Genachowski will be amply aware that he is being tattled on, since he also received a copy of the letter.

The Republicans feel that the FCC’s move will be a job stifler. Asking that the plan be reconsidered, they wrote, “…implementation of such a plan will needlessly inhibit the creation of American private sector jobs, limit economic freedom and innovation, and open the door to internet taxation.” Citing the near-10% unemployment rate, they said the move “could hardly come at a worse time for our nation’s economy…”

They call Genachowski’s plan a “government takeover of yet another sector of our economy,” and suggest that the FCC Chair “has chosen a politically-motivated end-run around both the courts and the Congress to implement his network neutrality regulations.”

Boehner and Cantor may not like Genachowski’s plan, and their colleague Cliff Stearns (R-FL) has introduced a bill in an attempt to bring it to a halt, but key Democratic Committee Chairs Jay Rockefeller (D-WV) and Henry Waxman (D-CA) support the policy.

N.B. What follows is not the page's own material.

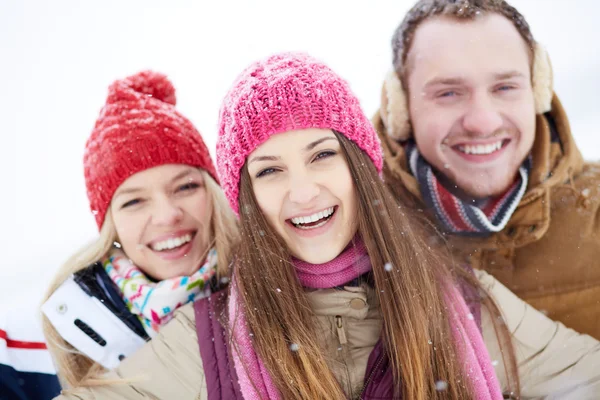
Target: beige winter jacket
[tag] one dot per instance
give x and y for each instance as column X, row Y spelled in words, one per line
column 554, row 362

Rockefeller has promised to introduce legislation if necessary to allow the FCC to remain as a watchdog over the internet.

RBR-TVBR observation: Whenever we have heard Obama discuss network neutrality, he has been in favor of enforcing it, so the letter probably isn’t going to amount to much, nor will the Stearns bill likely go anywhere. But that’s how it works in Washington. Majority legislators write the laws, majority regulators write the rules, and members of the minority write letters.